No. Not sensual. Not explicit. Not even graphic, or vulgar. It was indescribable. I'm serious: I cannot explain it. All I know is that I read all 25 or so lines, and looked up at him, at his expectant face (with Fluffy's laughing/horrified/knowing/apologetic face behind), and said, "Well, it doesn't rhyme. But, then again, given the subject matter, I guess it doesn't have to."
     He said, "I'm surprised to see your face that color."
     Um, yeah. Someplace between magenta and burgundy, I would guess. It wasn't 'hot,' though, as I think he believed it was--it was 'turned off of poetry and sex for the foreseeable future.'
     Scooter left a few minutes later, after promising to draw a Stewie Griffin cartoon for me. Yesterday I might've been pleased, given how nicely it would've fit with the Silly Gifts motif. Today, I just shuddered. Another thing, another layer, more with which I am apparently ill equipped to deal.
     After he left, I stomped to the door, which I closed. "No More [Outsiders] Today." Fluffy and Ed agreed, still laughing over what had transpired. "No, I'm serious. That was horrible!" More laughing. "No, you won't understand. That poem...it involved the word 'ram'!"

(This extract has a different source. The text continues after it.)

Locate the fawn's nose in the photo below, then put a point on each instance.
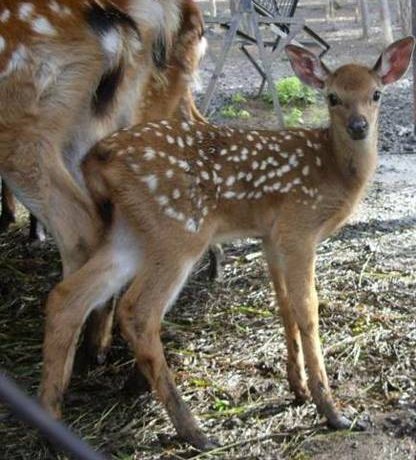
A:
(357, 127)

     I thought that Ed, who is one of the most mellow (read: sober but stoned-seeming) people I've ever met, was going to fall off his chair with laughter. Fluffy was rolling. She made some pointed comments about me 'attracting all kinds' and being a 'weirdo magnet.' I decided that prehaps I need to get a ninja costume and wear that to work. I can pass stealthily through the halls, no one will know I've been about, and I will be enormously productive because there will be no botheration from the Outside. Guh--ducks!
     Somewhere around there, I made a hand gesture while talking (imagine, me!) and nearly cried from the pain. Fluffy looked at the lump again; it was now roughly ping-pong ball sized. She started on her guilt routine, but I'd already pulled out my phone to call the doctor. I refuse to see anyone but my regular physician, and the earliest that I could get in was tomorrow morning at 8:00. If I thought it was dangerous or detrimental to my overall health, I would have gone to urgent care or the emergency room. It's just painful, not dire.
     So I drove my five-speed home (not without some twinges) and, since then, have endeavored to do nothing that involves my left side at all. Easier said than done. Never realized how often I use it for leverage, if nothing else. But I'm learning. It really fucking hurts. I feel like an idiot, but in the end, it doesn't matter how it happened, just that it happened.
     I'll let y'all know tomorrow whether I get to keep the wing.